Pre-trained language models for music captioning and query response

by Yinghao Ma

10 November 2023

share this:

Do you ever find yourself captivated by a song but struggling to put into words what makes it so special? Have you ever wanted to identify the instrument or genre of a piece of music but found yourself at a loss? Perhaps you’ve tried to search for a particular song through text, only to hit a dead end in your quest. In the world of music information retrieval, the tasks of transcribing music scores and retrieving music based on its characteristics are critical areas of research and advanced techniques may help you sometimes. However, for everyday music enthusiasts without formal training, achieving these goals in pre-defined scientific terms can often feel elusive. Instead, you may be searching for answers through natural language-generated tags or questions. This is where MusiLingo comes into play. Imagine having a system that can automatically provide descriptions for the evocative music featured in videos, catering to the needs of the hearing-impaired, or enhancing the search and discovery of musical material for composers through user-friendly queries.

Several models and systems have made strides in the intersection of music and language before MusiLingo. For example, MusCaps leverages convolutional networks and recurrent neural networks for music captioning. MuLan uses contrastive learning to align text and audio embeddings. LP-MusicCaps and ACT employ cross-modality transformer-based encoder-decoder architectures for music/audio captioning. While these models have pushed the boundaries of music captioning, they still have room for improvement when it comes to functioning within a genuine conversational context for question-answering. Inspired by the success of vision-language pre-training, my colleagues and I connected pre-trained music encoders with large language models (LLMs) via a learnable interface for a better performance.

MusiLingo consists of two parts, MERT, a pre-trained model used to interpret the music as an ear, and Vicuna, a pre-trained model of natural language which is capable of captioning and Q&A. More specifically, MusiLingo’s architecture revolves around a single projection layer configuration with temporal compression applied to music embeddings. Unlike some other models that project music embeddings to higher layers, MusiLingo’s simpler projection sends the embedding to the beginning layer of the LLM. This unique approach, combined with a pre-training phase to align music and textual representations, equips MusiLingo with the ability to understand various aspects of musical compositions and provide accurate and natural responses to user queries.

To train our model, we developed a MusicInstruct Dataset, a new dataset featuring 60,493 Q&A pairs, covering general questions about music and specific inquiries related to music genres, moods, tempo, and instruments etc. After finetuning on query response datasets, MusiLingo demonstrates state-of-the-art performance on multiple scenarios: short and objective questions in MusicInstruct, and long and subjective questions in MusicInstruct and MusicQA datasets.

Across these scenarios, we evaluated the performance based on three rule-based evaluation criteria for traditional text generation: Bleu-Uni (B-U), METEOR-Rouge (M-R), and ROUGE-L (R-L), as well as the widely recognised BERT-Score (BERT-S) criterion. The traditional metrics calculate the word alignment between generated text and reference text, and BERT-Score computes token similarity in texts using contextual embeddings instead of exact matches. On the query response performance on MusicQA dataset, MusiLingo emerges as the top performer, displaying the highest overall performance. Specifically, our model excels in B-U and BERT-S metrics, surpassing state-of-the-art methods. These results confirm MusiLingo’s effectiveness in tackling the complexities of music question-answering. Moreover, MusiLingo shines in the MI datasets, handling both short objective questions and long subjective questions. In the objective question scenario, it achieves the highest scores in all rule-based evaluation criteria, outperforming other audio Q&A models. For long-form music instructions, MusiLingo also outperforms other models. These results demonstrate MusiLingo’s versatility, robustness, and ability to handle complex and diverse music-related queries. Besides, it can also provide competitive results for music captioning.

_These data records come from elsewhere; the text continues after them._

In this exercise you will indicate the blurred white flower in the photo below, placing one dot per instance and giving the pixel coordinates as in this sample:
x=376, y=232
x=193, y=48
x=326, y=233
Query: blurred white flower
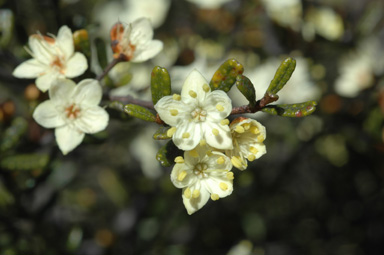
x=197, y=114
x=73, y=111
x=202, y=174
x=248, y=136
x=135, y=41
x=53, y=58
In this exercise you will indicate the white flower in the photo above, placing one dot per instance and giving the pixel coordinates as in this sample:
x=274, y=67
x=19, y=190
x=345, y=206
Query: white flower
x=53, y=58
x=73, y=111
x=248, y=136
x=209, y=4
x=202, y=174
x=197, y=114
x=134, y=41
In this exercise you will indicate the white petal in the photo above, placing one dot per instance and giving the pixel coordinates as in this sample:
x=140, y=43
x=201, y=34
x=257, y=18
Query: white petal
x=65, y=41
x=46, y=115
x=167, y=103
x=76, y=65
x=141, y=32
x=221, y=141
x=195, y=135
x=68, y=138
x=92, y=120
x=149, y=51
x=45, y=81
x=29, y=69
x=194, y=204
x=88, y=92
x=194, y=82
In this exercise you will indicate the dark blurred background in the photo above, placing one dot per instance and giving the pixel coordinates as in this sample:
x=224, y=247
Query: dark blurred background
x=317, y=191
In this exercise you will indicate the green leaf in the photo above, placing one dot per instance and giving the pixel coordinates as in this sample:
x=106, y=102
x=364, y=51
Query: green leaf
x=225, y=76
x=161, y=134
x=283, y=74
x=168, y=153
x=246, y=88
x=291, y=110
x=140, y=112
x=25, y=162
x=160, y=83
x=13, y=133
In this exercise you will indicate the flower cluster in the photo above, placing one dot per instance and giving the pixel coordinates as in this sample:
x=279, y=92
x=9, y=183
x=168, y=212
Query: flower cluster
x=212, y=145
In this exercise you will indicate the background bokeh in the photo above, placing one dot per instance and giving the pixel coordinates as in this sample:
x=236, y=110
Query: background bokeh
x=318, y=190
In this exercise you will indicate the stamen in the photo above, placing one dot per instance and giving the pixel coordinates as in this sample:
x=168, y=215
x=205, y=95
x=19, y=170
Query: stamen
x=171, y=131
x=182, y=175
x=192, y=93
x=174, y=112
x=179, y=159
x=206, y=87
x=223, y=186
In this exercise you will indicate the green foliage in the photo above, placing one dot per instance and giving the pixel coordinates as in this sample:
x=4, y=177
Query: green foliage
x=13, y=133
x=282, y=75
x=139, y=112
x=160, y=83
x=246, y=88
x=292, y=110
x=225, y=76
x=168, y=153
x=25, y=162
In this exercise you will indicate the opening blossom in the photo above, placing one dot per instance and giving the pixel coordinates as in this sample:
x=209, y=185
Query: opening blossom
x=197, y=114
x=202, y=174
x=73, y=111
x=134, y=41
x=53, y=58
x=248, y=136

While MusiLingo is a significant step forward, it’s essential to acknowledge its limitations. The fine-tuning process is relatively brief, leaving room for improvement through more extensive training and exploration of hyperparameter configurations. Additionally, the model’s universality on all downstream Q&A datasets is an area for future research. Furthermore, there may be instances where the model generates responses that don’t align perfectly with human interpretations of music, especially for subjective descriptions based on the input music. These challenges are recognized and seen as opportunities for further refinement.